After initial hesitation, President Trump signed H.R. 133 into law yesterday evening, which contains appropriations bills and provides approximately $900 billion in COVID-19 relief. One tax provision of note permits the deductibility of expenses funded by forgiven PPP loans, reversing the IRS interpretation of the March 27 CARES Act.
The CARES Act established the Paycheck Protection Program (PPP), pursuant to which certain PPP loans were eligible for forgiveness to the extent such loans were used for eligible compensation and other payroll costs, mortgage interest, rent, and utilities costs incurred and/or paid during a prescribed period and certain documentation requirements were met. The CARES Act explicitly provided that taxpayers would not recognize cancellation of indebtedness income for federal income tax purposes upon the forgiveness of a PPP loan. However, the CARES Act did not address the deductibility of expenses covered by PPP loans, in what may have been an oversight due to rushed drafting. Since passage of the CARES Act, several senior members of Congress have indicated that their intent was that expenses covered by PPP loans should be deductible, regardless of whether those PPP loans are forgiven. However, the IRS has taken an opposing view. In IRS Notice 2020-32, issued in April, the IRS stated that otherwise tax-deductible expenses incurred by businesses with proceeds of PPP loans were not deductible for tax purposes to the extent the forgiveness of such loans was excluded from taxable income. (See the May 4 Alert here regarding the IRS's position.)

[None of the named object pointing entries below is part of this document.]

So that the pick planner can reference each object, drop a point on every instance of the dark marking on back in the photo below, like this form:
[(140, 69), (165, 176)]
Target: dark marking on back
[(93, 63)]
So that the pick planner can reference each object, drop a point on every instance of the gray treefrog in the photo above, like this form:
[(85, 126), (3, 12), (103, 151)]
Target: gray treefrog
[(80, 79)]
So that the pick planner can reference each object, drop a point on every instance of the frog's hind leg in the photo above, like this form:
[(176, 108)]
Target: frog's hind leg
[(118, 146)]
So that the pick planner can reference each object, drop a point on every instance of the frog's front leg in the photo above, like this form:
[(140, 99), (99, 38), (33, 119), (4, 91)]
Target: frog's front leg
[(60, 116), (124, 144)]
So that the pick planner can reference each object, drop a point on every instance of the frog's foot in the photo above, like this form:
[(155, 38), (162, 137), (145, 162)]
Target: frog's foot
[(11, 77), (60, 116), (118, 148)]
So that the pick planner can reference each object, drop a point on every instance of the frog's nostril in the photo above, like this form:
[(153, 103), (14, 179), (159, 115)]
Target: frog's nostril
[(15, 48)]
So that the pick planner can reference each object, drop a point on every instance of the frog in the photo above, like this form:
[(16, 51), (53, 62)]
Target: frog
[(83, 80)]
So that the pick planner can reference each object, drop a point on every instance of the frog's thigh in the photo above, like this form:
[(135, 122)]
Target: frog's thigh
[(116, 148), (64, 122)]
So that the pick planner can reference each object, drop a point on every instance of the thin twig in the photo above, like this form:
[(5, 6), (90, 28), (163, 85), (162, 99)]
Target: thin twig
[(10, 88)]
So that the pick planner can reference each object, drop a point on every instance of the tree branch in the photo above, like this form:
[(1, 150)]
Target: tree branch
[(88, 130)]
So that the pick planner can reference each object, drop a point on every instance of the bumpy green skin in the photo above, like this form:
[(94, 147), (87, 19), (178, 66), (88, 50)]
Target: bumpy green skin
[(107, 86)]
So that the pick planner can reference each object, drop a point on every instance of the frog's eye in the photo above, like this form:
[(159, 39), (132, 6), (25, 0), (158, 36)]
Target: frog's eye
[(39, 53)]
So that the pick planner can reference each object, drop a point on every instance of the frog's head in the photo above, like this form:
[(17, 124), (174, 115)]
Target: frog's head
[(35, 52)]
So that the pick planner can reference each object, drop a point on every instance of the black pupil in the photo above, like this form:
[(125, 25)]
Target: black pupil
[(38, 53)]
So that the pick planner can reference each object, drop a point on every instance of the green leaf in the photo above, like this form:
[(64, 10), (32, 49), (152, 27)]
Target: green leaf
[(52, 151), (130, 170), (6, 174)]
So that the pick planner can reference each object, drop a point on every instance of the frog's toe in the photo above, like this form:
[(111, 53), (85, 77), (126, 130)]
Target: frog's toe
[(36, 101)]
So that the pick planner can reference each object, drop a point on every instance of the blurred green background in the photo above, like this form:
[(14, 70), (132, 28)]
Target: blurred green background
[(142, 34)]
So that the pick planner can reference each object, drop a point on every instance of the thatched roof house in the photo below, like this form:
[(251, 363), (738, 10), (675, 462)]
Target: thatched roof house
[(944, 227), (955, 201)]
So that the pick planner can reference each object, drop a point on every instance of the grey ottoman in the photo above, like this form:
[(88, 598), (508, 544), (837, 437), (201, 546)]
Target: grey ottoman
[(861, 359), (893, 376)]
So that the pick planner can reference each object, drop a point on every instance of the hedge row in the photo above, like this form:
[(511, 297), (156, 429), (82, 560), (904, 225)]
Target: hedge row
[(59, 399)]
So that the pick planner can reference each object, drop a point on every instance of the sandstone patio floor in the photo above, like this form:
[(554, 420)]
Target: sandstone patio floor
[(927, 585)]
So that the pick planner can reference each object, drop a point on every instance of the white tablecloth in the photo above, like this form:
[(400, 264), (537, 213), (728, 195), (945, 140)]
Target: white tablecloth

Overriding the IRS Notice, Congress provides in H.R. 133 that the deductibility of business expenses shall not be denied as a result of the forgiveness of a PPP loan being excluded from taxable income.
In addition, H.R. 133 revives the PPP loan program, including permitting certain eligible businesses to borrow for a second time. H.R. 133 also expands the forgivable expenses enumerated above to additionally include certain of the following: supplier costs, expenditures for workplace modifications related to Covid safety, business software and cloud computing services, and property damage costs due to public disturbances during 2020 not covered by insurance.